En France, on estime que chaque classe d'école compte en moyenne deux enfants victimes d'inceste ou de pédocriminalité. Par ailleurs, 81 % des violences sexuelles commencent avant dix-huit ans ; la première agression survient en moyenne à neuf ans et, dans 94 % des cas, elle est commise par un proche. Ces chiffres sont terrifiants.
La politique pénale, les politiques publiques de façon générale doivent apporter des réponses. À ce propos, je veux remercier non seulement la société civile pour sa mobilisation, les victimes qui ont osé parler et nos collègues Alexandra Louis, Sophie Auconie et Isabelle Santiago pour le combat qu'elles mènent depuis de nombreuses années, mais aussi M. Adrien Taquet et M. le garde des sceaux pour leur engagement fort sur cette question sensible.

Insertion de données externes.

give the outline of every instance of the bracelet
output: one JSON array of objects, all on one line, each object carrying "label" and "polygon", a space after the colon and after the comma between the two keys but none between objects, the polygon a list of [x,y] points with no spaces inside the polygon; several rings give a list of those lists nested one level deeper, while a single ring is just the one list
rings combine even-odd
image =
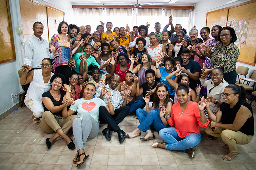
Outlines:
[{"label": "bracelet", "polygon": [[170,117],[170,114],[168,114],[168,115],[164,115],[165,116],[165,117],[166,118],[169,117]]}]

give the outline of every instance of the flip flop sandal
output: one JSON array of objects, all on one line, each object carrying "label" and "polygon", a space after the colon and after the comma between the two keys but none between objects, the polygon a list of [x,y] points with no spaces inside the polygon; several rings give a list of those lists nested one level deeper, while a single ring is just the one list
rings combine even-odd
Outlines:
[{"label": "flip flop sandal", "polygon": [[34,115],[32,116],[32,118],[33,119],[33,123],[36,125],[39,125],[40,124],[40,122],[39,121],[39,120],[38,120],[38,118],[36,118],[36,117],[35,118],[35,117],[36,117],[34,116]]},{"label": "flip flop sandal", "polygon": [[150,140],[151,139],[154,139],[156,138],[156,137],[155,136],[155,135],[153,134],[153,137],[149,137],[149,138],[148,138],[147,139],[145,139],[144,137],[142,137],[142,138],[140,138],[140,140],[142,140],[142,141],[147,141],[147,140]]},{"label": "flip flop sandal", "polygon": [[224,148],[226,149],[229,149],[229,147],[228,147],[228,144],[225,144],[223,146],[223,147]]},{"label": "flip flop sandal", "polygon": [[[234,158],[235,158],[236,157],[236,156],[237,156],[237,155],[238,155],[238,153],[236,153],[236,156],[235,156],[235,157],[234,157],[233,158],[232,158],[229,157],[227,155],[226,155],[222,157],[222,159],[224,160],[232,160],[234,159]],[[228,159],[228,160],[225,159],[225,158]]]}]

Il convient d'évoquer, au-delà de l'objet du texte lui-même, la question de la prévention. L'enjeu majeur, pour une société qui souhaite développer la culture de la protection, est d'anticiper les faits par un repérage systématique et de construire des outils opérationnels utilisables par les professionnels qui travaillent jour après jour avec les enfants pour recueillir leur parole. M. Édouard Durand, juge des enfants et coprésident de la commission sur l'inceste et les violences sexuelles faites aux enfants, rappelle que l'on dit souvent aux victimes de violences, qu'elles soient adultes ou enfants : « Il faut parler ». Mais ne serait-ce pas d'abord à la société de parler ? Les professionnels en contact avec les enfants ne doivent-ils pas être capables de déceler les signaux ? N'est-il pas temps que la société entière cesse de détourner le regard face aux enfants maltraités ? Il nous faudra, avant même les résultats de la grande enquête de victimation que doit réaliser la commission que j'évoquais à l'instant, améliorer la prévention ; c'est dans ce but, du reste, qu'a été lancé, au mois de novembre, le numéro unique destiné aux personnes pédophiles pour éviter le passage à l'acte.

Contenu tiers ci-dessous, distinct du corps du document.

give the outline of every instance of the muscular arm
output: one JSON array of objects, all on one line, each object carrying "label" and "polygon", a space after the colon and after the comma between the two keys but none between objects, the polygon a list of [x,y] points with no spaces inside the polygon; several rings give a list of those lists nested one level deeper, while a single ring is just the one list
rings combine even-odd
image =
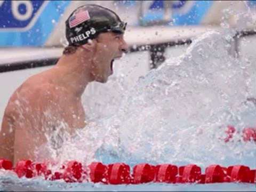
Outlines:
[{"label": "muscular arm", "polygon": [[0,158],[13,161],[14,121],[10,114],[5,113],[0,131]]}]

J'en viens au texte lui-même, c'est-à-dire au volet pénal. Le texte adopté par le Sénat comporte beaucoup d'avancées, notamment la création d'une infraction autonome de crime sexuel sur un mineur de treize ans. Nous sommes certes en désaccord sur le seuil d'âge, mais j'ai bon espoir que nous pourrons le porter à quinze ans. Le groupe Agir ensemble estime par ailleurs nécessaire de prendre en considération les amours adolescentes, les Roméo et Juliette : on ne peut pas devenir criminel du jour au lendemain simplement parce qu'on a une relation amoureuse avec quelqu'un d'un peu plus jeune que soi. À cet égard, la prise en compte d'un écart d'âge n'est peut-être pas parfaite mais me semble être la meilleure option que nous ayons à notre disposition.
En ce qui concerne l'infraction autonome d'inceste, il est indispensable – et l'actualité nous incite à avancer en la matière – que la répression pénale soit à la hauteur. Il me paraît intéressant à cet égard de fixer un seuil de non-consentement à dix-huit ans. Les amendements déposés par de nombreux groupes permettront par ailleurs d'étendre la protection que nous accorderons aux moins de dix-huit ans en visant, au-delà des simples ascendants, les personnes qui ont sur le mineur une autorité de droit ou de fait. Cette avancée est indispensable.
D'autres propositions nous tiennent particulièrement à cœur. Je pense à celle qui concerne le fameux délit de non-dénonciation. Nous estimons nécessaire d'allonger le délai de prescription de ce délit, car il paraît inconcevable que l'auteur d'une infraction puisse se retrouver aux assises dix ou quinze ans après les faits mais que la personne qui savait et s'est tue soit exonérée de toute responsabilité. Le Sénat a adopté un allongement de ce délai de prescription, mais nous pouvons aller un peu plus loin.
En conclusion, le groupe Agir ensemble soutiendra avec force cette proposition de loi. Nous avons la volonté d'avancer, quelle que soit l'origine du texte qui nous le permettra, et nous y parviendrons, j'en suis convaincu.